多くの人が、「愛」と定義したがるそれを、繊細に描き私たちの身勝手さや邪推を悲哀を込めて返してくる。そんな本でした。
この本でえぐられる傷と買うに至った理由
説明のほうで、自分の苦手なタイプの設定があったのでスルーしたのですが危ういことは何もなく、むしろ読んでいるときに何もあるわけないなと感じました。
傷ついた少年は、傷ついた幼い少女を家にかくまってしまう。
それは「誘拐」という形で世間ではさばかれ、大人たちは絶対になにかがあったはずだと徹底的に糾弾する。
世間が理解できないものは「友愛」だと思うのです。
男女でなくてもどこかで心が通じ合い、同じような経験をしていて一緒にいると心地よいが近づきすぎない。
親からの期待や苦しくなるような人間とかかわってきた人には、そういう距離を取りながらも離れない人物というのは救いに近いのです。
愛することが正解ではない
わたしも時々思うのですが、自分が人を救える状況でもないのに、相手の心の傷をいやそうと触れる人がいます。正直に言うと有難迷惑だし、「愛」で人を救えるというのは欺瞞に近いのです。半分は「愛」もう半部分に「自分を愛する」ことがないと、共倒れになります。人に手を差し出したときに、自分が成し遂げられることはないと覚悟してともに行く必要があります。
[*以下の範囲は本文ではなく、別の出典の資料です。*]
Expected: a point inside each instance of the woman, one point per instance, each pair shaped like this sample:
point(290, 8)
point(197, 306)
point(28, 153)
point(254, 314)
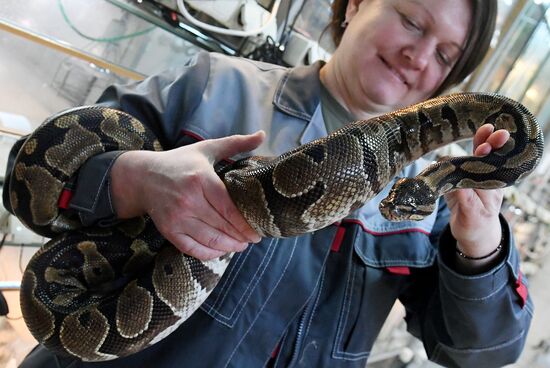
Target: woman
point(320, 299)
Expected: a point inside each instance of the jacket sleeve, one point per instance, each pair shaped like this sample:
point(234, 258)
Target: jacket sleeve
point(161, 102)
point(470, 321)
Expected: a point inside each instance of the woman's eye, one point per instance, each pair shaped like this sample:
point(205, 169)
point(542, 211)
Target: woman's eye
point(411, 24)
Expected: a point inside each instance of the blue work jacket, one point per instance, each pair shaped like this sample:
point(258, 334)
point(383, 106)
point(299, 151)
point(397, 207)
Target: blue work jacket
point(320, 299)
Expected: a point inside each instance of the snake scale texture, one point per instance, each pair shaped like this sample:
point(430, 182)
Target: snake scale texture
point(100, 293)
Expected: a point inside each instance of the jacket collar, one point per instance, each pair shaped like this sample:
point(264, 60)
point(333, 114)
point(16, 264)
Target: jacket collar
point(298, 93)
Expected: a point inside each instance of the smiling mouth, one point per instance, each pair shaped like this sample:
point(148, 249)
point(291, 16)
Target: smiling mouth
point(397, 74)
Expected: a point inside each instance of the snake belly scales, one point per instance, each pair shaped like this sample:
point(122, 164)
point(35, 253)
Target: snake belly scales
point(99, 293)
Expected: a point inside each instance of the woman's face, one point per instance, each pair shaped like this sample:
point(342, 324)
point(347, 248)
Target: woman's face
point(398, 52)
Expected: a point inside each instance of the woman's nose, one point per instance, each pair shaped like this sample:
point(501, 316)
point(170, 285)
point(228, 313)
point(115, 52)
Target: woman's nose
point(417, 55)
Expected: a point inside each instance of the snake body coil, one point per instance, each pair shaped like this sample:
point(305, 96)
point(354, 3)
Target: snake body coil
point(102, 293)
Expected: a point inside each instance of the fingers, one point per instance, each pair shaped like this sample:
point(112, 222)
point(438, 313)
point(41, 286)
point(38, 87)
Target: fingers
point(218, 149)
point(218, 197)
point(486, 139)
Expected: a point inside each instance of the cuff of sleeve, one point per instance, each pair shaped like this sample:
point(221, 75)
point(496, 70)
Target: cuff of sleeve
point(92, 195)
point(480, 286)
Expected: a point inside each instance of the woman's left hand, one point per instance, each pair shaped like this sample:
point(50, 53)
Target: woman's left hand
point(474, 219)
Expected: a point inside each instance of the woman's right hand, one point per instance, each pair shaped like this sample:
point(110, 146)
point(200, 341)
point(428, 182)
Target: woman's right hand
point(184, 196)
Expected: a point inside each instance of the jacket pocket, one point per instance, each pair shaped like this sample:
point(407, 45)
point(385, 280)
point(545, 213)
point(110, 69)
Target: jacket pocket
point(239, 288)
point(377, 271)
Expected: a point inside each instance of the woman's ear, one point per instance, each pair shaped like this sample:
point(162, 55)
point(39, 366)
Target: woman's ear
point(352, 9)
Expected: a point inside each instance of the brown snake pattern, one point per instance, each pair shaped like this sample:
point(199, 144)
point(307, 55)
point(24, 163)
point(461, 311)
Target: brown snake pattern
point(101, 293)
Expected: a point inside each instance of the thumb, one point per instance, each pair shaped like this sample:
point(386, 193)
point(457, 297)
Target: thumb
point(226, 147)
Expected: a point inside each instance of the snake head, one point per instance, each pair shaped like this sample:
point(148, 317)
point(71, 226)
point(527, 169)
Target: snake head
point(409, 199)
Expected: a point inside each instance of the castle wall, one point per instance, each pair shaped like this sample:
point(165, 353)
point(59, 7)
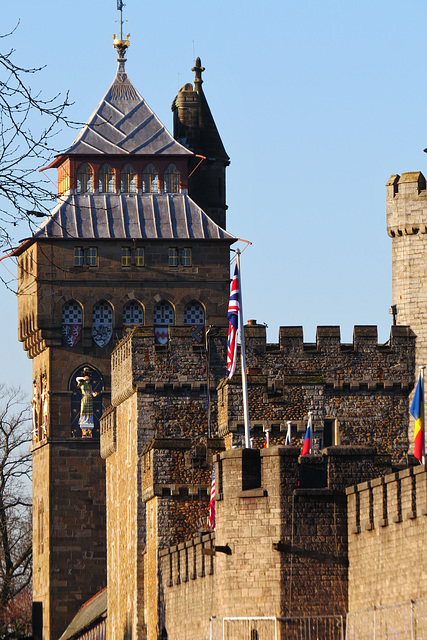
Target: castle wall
point(280, 545)
point(69, 529)
point(387, 528)
point(187, 584)
point(362, 388)
point(158, 395)
point(407, 226)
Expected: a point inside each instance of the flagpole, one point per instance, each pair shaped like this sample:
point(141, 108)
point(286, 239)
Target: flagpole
point(243, 361)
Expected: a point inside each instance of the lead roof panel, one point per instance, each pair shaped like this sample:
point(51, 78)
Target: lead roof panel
point(148, 216)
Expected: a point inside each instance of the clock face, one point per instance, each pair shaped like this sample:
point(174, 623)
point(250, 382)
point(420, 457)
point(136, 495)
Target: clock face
point(102, 323)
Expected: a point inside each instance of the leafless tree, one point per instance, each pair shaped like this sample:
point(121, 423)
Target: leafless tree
point(29, 123)
point(15, 503)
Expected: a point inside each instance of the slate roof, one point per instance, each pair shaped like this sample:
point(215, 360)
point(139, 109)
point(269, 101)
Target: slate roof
point(94, 610)
point(132, 216)
point(123, 123)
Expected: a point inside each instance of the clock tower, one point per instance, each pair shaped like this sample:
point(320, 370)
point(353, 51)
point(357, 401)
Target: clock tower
point(124, 247)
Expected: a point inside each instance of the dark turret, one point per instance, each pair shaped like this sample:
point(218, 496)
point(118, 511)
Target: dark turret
point(194, 127)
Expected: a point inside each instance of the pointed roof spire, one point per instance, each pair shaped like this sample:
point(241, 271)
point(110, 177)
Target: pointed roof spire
point(198, 70)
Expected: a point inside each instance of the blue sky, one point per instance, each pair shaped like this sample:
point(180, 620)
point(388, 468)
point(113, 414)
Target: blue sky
point(317, 102)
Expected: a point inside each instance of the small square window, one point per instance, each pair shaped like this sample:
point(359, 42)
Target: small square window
point(78, 256)
point(139, 257)
point(186, 257)
point(126, 257)
point(173, 257)
point(92, 257)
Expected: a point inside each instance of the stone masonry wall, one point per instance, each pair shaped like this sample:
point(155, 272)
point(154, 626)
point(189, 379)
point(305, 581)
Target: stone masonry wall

それができないのであれば、そばにいるだけにしてほしいー。
傷ついたものはそう願います。
まとめ
世間の邪推はこの二人を追い回します。彼と彼女の関係が「愛」というのかそれとも「共生」というべきなのか。人は男女の仲に「愛」が芽生えるものだと考えやすいです。それよりも定義すらできない深いなにかがあるのです。
だから理解できないものには糾弾が訪れます。でも、逃げて逃げてどこまでも流れてゆけばいいのです。あまりにも世俗的な邪推からは。